Thursday, August 20, 2015

New Scenery, New Eyes

How do we perceive the vistas around us? With what eyes do we take in the forests, hills and plains of the natural world? When a new and radical form of scenery presents itself must we change our tastes and proclivities to appreciate it? Wallace Stegner raises these questions in Beyond the 100th Meridian: John Wesley Powell and the Second Opening of the West (Penguin, 1953) — and from what I can tell, he answers the last one with "yes."

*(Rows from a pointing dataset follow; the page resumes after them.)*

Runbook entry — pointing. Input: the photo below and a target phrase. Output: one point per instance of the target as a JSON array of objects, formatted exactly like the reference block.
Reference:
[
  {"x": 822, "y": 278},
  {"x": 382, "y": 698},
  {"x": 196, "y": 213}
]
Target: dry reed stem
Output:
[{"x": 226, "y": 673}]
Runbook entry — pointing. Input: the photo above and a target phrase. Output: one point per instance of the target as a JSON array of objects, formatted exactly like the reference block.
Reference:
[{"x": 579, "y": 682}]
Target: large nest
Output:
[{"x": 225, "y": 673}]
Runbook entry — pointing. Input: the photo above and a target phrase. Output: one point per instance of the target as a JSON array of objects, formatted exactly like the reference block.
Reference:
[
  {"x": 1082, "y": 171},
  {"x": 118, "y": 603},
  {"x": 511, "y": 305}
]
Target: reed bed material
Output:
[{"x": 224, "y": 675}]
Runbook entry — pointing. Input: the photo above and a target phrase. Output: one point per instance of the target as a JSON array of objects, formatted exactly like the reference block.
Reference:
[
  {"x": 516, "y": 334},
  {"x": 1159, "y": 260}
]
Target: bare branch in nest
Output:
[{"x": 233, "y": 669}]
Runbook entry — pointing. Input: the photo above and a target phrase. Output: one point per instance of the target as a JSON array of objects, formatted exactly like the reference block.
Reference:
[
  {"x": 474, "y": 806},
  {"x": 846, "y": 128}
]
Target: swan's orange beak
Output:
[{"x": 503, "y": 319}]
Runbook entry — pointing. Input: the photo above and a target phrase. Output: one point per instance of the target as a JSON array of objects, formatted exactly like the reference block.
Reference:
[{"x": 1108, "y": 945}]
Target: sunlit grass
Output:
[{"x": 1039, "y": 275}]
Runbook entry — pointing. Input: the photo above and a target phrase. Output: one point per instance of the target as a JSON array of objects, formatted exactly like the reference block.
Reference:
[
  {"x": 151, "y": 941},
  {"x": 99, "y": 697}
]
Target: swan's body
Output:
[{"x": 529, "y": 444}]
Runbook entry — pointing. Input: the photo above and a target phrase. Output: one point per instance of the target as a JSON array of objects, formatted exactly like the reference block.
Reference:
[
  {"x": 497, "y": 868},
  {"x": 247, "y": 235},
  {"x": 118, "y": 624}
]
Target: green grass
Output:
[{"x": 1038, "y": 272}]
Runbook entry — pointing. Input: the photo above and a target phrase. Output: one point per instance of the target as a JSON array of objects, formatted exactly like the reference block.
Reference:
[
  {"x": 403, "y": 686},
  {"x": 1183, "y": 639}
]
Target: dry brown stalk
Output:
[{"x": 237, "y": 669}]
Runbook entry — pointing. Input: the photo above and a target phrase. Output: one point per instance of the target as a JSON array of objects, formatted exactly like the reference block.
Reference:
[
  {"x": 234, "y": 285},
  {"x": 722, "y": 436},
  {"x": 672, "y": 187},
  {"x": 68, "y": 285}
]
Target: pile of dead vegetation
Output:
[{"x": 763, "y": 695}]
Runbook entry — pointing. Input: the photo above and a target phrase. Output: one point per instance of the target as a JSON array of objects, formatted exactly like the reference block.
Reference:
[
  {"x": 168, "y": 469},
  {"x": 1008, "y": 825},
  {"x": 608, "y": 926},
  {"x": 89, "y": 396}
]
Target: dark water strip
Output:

Stegner chronicles not only the physical exploration of the canyons, buttes and gorges of the "Plateau Province" (mid to southern Utah and northern Arizona), but also the artistic one.
The process that is triumphantly concluded in [Thomas] Moran's "Yellowstone" was one that had begun forty years before in the water colors of Alfred Jacob Miller, when the painter's eye first began to adjust to prairies that were not green meadows, mountains whose rocks were other than the Appalachian granite, scrub growth whose shades were those of gray and brown and yellow, earth which showed its oxidized bones, and air without the gray wool of humidity across its distances.
 It's an interesting thought, that new types of places require new ways of seeing. Makes me ponder Pluto's recent closeups and the fantastic images that the Hubble space telescope has sent back to earth. The strange beauty of the Grand Canyon must have been just as jarring and awe-inspiring to the mid-19th-century denizen as these cosmic vistas are to us.